In 2014, 88% of the Memorial’s visitor book’s signatories were Australians. The overwhelming majority of visitors to the memorial are Australians.
As for the school tour groups visiting the French-Australian museum at Villers, they are almost exclusively Australians. This will be the same for the Monash Centre.
“The French” will not visit the Monash centre in numbers, some local villagers may – “the French” have much better cultural (and much less jingoistic) activities to undertake. (If Australian history was told in a “cultural history” way like at the Historial of the Great War, they probably would be interested). May be a few thousands will visit during the first year but that will be it.
They have grossly over estimated the number of visitors who will come (re. previous comment) – it’s again the colonial thing “look, others think we are great” when in fact it’s just an Australian organised extraterritorial show for internal Australian consumption.
In addition, the vast majority of French are not aware of Australian engagement in the First World War – while a big commitment for Australia (5 divisions) the French threw in 109. In French curricula the main players are the Germans, the French, the British, the Russians, the Italians and the Americans – colonies are mentioned but not in great details, nor is the war with the Ottoman Empire dealt with in details (perhaps a pitfall of the curricula in collèges and lycées). (https://www.tandfonline.com/doi/pdf/10.1080/10361146.2015.1079940)
The above-mentioned museum at the school (such a great museum and story by the way) received about 15 000 Australians last year (against forming the overwhelming majority of visitors) – I wonder where they could get 90 000 visitors at the Monash Centre from?…. But Anzackery is all about big numbers as The Honest History book reminds us. Somme Tourisme, a state run institution in northern France has estimated that each year of the centenary will see 40,000 Australians come to the Somme – so again, the 90,000 figure (https://www.coxarchitecture.com.au/project/sir-john-monash-centre/) will be hard (nay impossible) to reach.
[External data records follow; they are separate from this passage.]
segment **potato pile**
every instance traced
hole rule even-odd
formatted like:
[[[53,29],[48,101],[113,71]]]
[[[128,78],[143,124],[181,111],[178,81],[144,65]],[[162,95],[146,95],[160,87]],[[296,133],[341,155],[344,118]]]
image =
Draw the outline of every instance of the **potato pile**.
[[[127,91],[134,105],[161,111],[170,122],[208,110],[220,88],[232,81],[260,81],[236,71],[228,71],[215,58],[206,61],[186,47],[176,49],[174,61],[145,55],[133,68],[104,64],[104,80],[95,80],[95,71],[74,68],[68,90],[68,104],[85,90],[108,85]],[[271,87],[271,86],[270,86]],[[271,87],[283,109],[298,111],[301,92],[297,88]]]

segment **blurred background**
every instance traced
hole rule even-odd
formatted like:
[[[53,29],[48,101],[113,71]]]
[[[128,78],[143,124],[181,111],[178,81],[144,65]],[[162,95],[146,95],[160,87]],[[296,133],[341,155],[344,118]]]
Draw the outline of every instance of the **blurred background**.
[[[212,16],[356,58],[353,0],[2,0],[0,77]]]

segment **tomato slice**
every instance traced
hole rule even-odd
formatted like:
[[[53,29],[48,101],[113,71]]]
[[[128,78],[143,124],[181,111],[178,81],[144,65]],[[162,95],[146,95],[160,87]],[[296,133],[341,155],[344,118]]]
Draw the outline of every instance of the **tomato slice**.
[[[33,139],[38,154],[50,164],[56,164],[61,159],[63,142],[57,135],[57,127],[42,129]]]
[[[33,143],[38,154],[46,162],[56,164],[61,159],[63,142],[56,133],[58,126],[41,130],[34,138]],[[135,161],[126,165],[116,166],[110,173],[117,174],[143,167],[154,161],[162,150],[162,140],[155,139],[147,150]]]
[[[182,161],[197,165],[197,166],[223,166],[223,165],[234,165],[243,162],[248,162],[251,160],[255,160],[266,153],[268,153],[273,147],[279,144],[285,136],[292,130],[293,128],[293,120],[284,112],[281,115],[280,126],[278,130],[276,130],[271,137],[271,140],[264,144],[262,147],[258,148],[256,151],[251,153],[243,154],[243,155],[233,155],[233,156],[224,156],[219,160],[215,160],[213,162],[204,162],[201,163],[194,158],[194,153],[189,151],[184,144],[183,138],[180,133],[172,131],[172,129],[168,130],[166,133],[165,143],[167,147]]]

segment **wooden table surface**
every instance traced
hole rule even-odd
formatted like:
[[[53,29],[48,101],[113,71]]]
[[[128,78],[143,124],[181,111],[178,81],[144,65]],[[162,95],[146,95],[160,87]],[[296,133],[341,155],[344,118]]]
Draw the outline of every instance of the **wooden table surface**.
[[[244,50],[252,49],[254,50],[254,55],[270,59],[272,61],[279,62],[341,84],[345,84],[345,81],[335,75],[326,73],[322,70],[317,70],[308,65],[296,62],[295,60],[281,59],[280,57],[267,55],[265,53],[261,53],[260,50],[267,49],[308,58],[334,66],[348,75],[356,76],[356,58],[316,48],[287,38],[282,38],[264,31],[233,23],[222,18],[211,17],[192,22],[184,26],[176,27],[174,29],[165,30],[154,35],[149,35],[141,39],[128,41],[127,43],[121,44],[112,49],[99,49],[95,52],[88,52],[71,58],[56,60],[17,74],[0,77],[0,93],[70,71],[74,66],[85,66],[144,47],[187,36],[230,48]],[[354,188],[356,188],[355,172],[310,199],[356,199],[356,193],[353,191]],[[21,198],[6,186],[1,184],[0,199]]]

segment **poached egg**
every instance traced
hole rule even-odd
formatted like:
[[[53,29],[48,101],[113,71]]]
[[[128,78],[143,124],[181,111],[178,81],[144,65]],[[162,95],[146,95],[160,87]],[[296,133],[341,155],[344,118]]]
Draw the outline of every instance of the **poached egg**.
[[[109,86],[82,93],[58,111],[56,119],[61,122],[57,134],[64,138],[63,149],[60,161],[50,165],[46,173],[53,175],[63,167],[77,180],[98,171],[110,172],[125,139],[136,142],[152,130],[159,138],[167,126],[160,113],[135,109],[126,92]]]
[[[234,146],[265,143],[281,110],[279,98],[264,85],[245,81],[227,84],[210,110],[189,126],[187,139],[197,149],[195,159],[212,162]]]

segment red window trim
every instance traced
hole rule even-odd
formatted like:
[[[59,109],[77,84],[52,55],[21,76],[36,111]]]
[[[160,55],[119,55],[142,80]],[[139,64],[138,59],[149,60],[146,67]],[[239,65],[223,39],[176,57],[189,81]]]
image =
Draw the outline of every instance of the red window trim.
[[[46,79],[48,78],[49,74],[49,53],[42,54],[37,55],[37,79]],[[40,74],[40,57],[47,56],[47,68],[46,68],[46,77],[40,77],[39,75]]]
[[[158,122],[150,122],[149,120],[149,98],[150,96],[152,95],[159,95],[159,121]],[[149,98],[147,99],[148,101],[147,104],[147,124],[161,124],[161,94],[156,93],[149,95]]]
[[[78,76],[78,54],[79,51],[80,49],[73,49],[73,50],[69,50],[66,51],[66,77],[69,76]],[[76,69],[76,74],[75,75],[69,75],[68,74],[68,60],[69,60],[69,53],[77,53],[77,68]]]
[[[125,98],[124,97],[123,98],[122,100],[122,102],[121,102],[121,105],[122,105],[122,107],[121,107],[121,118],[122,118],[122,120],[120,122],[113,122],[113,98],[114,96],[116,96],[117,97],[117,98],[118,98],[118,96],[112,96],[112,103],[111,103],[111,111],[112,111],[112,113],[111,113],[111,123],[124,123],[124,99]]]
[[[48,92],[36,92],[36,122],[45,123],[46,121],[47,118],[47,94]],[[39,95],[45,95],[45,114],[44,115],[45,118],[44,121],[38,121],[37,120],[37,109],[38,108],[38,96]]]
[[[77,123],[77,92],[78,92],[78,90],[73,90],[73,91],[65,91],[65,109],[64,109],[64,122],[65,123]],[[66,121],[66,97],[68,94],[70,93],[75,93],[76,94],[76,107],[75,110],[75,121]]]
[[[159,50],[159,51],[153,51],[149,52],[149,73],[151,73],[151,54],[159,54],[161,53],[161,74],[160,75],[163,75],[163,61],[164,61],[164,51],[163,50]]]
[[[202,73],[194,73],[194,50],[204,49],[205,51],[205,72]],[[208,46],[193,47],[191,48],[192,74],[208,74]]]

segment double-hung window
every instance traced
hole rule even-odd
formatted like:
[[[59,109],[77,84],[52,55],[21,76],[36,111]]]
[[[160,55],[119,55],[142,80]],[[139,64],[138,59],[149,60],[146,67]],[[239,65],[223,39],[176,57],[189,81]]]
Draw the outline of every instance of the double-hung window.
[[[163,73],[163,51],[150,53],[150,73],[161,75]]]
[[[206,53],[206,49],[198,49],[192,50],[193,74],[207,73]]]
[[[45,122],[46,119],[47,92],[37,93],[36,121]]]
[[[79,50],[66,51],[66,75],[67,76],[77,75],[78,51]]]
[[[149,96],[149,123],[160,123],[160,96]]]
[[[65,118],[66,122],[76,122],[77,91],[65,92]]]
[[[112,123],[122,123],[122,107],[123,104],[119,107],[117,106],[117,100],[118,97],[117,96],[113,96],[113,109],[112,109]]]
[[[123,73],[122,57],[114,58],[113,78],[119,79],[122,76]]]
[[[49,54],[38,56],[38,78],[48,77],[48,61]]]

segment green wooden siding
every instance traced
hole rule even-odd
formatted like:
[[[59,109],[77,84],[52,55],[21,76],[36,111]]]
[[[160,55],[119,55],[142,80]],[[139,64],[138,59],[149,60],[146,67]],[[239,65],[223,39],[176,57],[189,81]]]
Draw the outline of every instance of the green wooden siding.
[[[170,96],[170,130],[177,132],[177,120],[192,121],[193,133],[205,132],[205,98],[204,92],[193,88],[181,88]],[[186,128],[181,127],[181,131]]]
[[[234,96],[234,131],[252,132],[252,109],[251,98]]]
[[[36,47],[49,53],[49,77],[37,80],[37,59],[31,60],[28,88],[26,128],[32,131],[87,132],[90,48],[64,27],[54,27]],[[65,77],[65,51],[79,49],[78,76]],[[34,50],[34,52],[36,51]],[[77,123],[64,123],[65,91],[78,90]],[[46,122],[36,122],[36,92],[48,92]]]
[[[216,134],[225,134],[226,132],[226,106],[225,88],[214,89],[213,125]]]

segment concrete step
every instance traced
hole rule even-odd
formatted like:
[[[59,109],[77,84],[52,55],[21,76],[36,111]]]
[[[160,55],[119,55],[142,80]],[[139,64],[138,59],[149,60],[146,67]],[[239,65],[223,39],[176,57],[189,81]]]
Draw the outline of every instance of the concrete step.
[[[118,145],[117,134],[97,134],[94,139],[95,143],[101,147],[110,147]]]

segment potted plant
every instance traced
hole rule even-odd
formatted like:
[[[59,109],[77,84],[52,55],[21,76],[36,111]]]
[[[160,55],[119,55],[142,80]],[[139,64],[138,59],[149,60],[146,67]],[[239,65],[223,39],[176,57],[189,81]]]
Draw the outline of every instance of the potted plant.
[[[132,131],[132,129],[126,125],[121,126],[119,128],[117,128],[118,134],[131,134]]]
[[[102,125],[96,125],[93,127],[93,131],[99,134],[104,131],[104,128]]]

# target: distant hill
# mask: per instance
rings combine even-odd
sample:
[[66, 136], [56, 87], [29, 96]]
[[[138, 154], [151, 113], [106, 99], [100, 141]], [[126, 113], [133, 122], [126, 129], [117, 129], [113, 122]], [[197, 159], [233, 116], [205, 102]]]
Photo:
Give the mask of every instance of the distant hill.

It will be interesting to see if the Monash Centre integrates the story of the Moroccan Division of the French Army which reconquered what the Australian 52st and 52nd Battalions (13th Brigade) could not take back. Great story of cooperation there. Or that of the Canadians, who saved the day on First Villers-Bretonneux. A parochial Australian-centred narrative at the Monash Centre – when British, French, Canadians, Algerians, Russians and a few others – fought at Villers-Bretonneux – would not look good for Australia – the acknowledgment of the centre by the periphery is quite a colonial thing. Then again, no one would care in France, as Villers-Bretonneux is a marginal episode of the war. Heard about Verdun?…
Anyhow, it will be interesting to visit the Monash Centre when it opens to see if a great opportunity to understand a global war (with many nations fighting together on the battlefield) has been missed or not. Let’s hope not!
I visited the place in late December and the works were fast progressing. Also took the chance to visit the newly set up trail at Mont Saint Quentin and, in both instances, I was alone.
I would like to comment on the Monash Museum – when there last year I spoke with a local lady who was most upset by its construction. She was of the opinion that most locals supported the museum at the school and did not want another. Nor had their opinions been sought. Others I spoke to believed that it should have been built at Pozieres, but politics and politicians intervened to have it moved elsewhere. Only time will tell if it has been a waste of tax payers’ money or whether the projected 90,000+ visitors will in fact visit. I think not.